For this exam, you may use your textbook, your notes and assignments, your brain, the Math/CS computers, and divine inspiration (if any is available to you). If you get stuck, talk to Jeff Ondich, but please don't talk to anyone else about the exam.

Explain and justify your answers. Submit your answers on paper.

1. (8 points) Floating point experiment number 1. Write a C/C++ program that sets a float-type variable x to 1.0, and then divides x by 2 until x is 0.0. For each iteration, print out x in decimal along with the 4-byte floating point representation of x (in hexadecimal).
   • How many iterations does it take for x to turn to zero?
   • The rightmost 16 bits of x are zero for many iterations. Why? After how many iterations do the rightmost 16 bits of x stop being zero? Why?
   
   
   
2. (7 points) Floating point experiment number 2.
   • When you set a float-type variable x to 0.1, what 32-bit value is put into x?
   • When you print x, does 0.1 appear on screen, or is it some close approximation of 0.1?
   • If you change the rightmost bit of x and then print x again, does the output change?
   • At the risk of answering the previous question for you, I'll ask this one: how drastically do you need to change the 32-bit value of x to change the output generated by "cout << x"?

   Show me the code you use to answer these questions.
   
   

3. (12 points) Consider the pipelined datapath of figure 6.30 on page 470 of Patterson and Hennessy. Suppose the following instructions are being executed:

   
   	add  $2, $3, $4
   	beq  $2, $5, 96
   	lw   $6, 192($7)
   	subi $6, $6, 24
   

   Suppose the subi instruction has been fetched (that is, it is now stored in the IF/ID pipeline register), and the clock is about to fall again (that is, the current clock cycle has gone on long enough that all of the elements of the datapath have completed their work for this cycle). As completely as you can, show the values stored in all the pipeline registers (including the saved control values), and on all the lines.

   You may assume that the contents of each register ($0 through $31) started out as triple the register number (so register 1 contains a 3, register 2 contains a 6, etc.). You may also assume that no register writes have occurred as the add instruction has made its way through the pipeline.
   
   

4. (3 points) I like to keep track of American pop culture a little bit, even though there's really no hope of my keeping up with or understanding it.
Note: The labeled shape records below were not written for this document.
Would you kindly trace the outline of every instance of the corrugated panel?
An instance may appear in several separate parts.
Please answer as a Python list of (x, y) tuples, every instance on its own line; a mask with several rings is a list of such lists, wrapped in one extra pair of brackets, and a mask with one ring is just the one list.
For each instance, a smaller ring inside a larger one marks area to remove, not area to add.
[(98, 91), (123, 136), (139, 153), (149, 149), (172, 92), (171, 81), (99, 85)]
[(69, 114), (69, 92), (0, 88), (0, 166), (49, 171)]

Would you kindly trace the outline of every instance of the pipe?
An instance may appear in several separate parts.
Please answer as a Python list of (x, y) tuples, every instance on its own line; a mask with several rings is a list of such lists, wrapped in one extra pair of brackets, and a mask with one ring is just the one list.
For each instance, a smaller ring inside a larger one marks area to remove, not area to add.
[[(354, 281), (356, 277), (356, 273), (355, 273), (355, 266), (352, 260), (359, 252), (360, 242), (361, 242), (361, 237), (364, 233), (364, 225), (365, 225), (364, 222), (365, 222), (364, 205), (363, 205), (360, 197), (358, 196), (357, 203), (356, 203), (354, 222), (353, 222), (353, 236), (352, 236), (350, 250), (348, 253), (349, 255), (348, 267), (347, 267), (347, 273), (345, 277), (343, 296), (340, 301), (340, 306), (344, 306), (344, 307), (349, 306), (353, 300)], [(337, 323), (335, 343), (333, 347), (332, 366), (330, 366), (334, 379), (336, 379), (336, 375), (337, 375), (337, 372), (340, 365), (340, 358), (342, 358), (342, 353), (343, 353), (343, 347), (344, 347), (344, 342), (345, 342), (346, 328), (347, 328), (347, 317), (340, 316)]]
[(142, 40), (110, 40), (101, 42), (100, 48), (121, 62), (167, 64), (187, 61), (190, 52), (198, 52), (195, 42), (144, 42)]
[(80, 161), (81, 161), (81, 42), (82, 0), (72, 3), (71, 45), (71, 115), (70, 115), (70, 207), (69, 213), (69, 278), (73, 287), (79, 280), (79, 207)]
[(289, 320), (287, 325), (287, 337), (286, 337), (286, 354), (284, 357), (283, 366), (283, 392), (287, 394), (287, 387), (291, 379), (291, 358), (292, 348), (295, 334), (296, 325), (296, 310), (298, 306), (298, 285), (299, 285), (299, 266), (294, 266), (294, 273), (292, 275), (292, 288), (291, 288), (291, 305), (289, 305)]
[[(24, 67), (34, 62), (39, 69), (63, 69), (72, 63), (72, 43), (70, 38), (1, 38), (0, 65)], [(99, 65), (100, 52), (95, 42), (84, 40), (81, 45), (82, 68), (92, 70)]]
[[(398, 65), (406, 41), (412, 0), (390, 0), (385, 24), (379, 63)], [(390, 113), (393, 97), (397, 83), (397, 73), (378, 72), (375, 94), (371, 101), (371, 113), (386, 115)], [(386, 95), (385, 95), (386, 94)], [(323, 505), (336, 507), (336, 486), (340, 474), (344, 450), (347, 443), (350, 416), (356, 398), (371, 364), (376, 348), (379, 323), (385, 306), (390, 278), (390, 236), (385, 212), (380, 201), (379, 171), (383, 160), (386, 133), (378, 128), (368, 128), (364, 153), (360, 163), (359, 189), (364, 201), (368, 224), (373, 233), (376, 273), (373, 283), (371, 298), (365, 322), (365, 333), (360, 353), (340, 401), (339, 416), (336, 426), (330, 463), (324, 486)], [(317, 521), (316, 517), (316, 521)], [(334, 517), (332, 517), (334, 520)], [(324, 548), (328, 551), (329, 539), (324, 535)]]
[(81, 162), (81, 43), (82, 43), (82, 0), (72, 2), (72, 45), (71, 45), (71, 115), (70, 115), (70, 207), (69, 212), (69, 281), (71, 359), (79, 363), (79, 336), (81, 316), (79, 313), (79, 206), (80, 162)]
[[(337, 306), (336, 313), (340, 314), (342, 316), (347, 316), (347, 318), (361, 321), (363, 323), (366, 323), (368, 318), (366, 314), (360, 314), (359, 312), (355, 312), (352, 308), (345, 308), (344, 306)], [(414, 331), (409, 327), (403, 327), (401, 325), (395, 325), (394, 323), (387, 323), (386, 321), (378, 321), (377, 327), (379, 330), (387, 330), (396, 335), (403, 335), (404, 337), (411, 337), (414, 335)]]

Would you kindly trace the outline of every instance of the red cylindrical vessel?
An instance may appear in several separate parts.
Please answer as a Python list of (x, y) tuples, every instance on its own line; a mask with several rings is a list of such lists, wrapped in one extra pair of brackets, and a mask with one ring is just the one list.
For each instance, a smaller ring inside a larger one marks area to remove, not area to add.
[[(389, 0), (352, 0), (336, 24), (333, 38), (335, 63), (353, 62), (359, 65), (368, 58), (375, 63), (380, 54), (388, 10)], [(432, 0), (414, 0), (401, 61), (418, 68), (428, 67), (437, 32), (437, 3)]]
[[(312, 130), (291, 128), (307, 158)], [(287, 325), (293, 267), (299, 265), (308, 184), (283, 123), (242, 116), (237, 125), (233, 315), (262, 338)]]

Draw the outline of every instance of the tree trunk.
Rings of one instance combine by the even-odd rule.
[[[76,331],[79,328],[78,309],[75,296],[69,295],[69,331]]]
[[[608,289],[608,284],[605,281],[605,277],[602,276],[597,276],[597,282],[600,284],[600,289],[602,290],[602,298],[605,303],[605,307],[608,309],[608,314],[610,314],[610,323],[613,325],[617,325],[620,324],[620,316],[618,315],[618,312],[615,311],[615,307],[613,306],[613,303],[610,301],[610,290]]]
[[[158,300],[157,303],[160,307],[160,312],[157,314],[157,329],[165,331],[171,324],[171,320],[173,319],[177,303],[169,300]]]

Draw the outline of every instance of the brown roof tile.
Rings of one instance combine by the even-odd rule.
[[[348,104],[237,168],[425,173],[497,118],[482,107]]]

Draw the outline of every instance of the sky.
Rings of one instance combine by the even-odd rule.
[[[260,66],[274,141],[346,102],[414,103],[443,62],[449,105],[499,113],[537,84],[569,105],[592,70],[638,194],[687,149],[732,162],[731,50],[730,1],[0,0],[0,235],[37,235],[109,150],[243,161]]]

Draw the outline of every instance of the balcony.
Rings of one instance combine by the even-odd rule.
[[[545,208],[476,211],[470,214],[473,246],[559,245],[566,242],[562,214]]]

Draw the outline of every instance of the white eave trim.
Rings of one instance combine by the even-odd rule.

Still, I'd like you to humor me by telling me what you think I should read or watch or listen to if I want to know what's happening in Popland these days.
   
   
5. (12 points) Consider the following caches, each of which can hold up to 16 32-bit words of data. Assume that addresses are 32 bits long.
   • A 16-entry direct-mapped cache with 1-word blocks.
   • A 4-entry direct-mapped cache with 4-word blocks.
   • A 4-entry 4-way set associative cache with 1-word blocks, using a "least recently used" strategy for choosing which block to evict.

   For each of these caches, answer the following questions.

   • Draw a diagram of the cache. How much memory does it use?
   • If the contents of the following addresses are requested in the indicated order, what words are in which entries at the end, and what is the hit ratio? Assume the cache starts out empty.

     	52, 13, 79, 57, 86, 12, 84, 14, 21,
     	102, 36, 25, 33, 26, 34, 98, 76, 38
     

     Note that these addresses are byte addresses--so byte 3 is contained in the word starting at address 0. Also, indicate a word by writing out its byte range (so the word starting at address 52, for example, would be written as "52-55").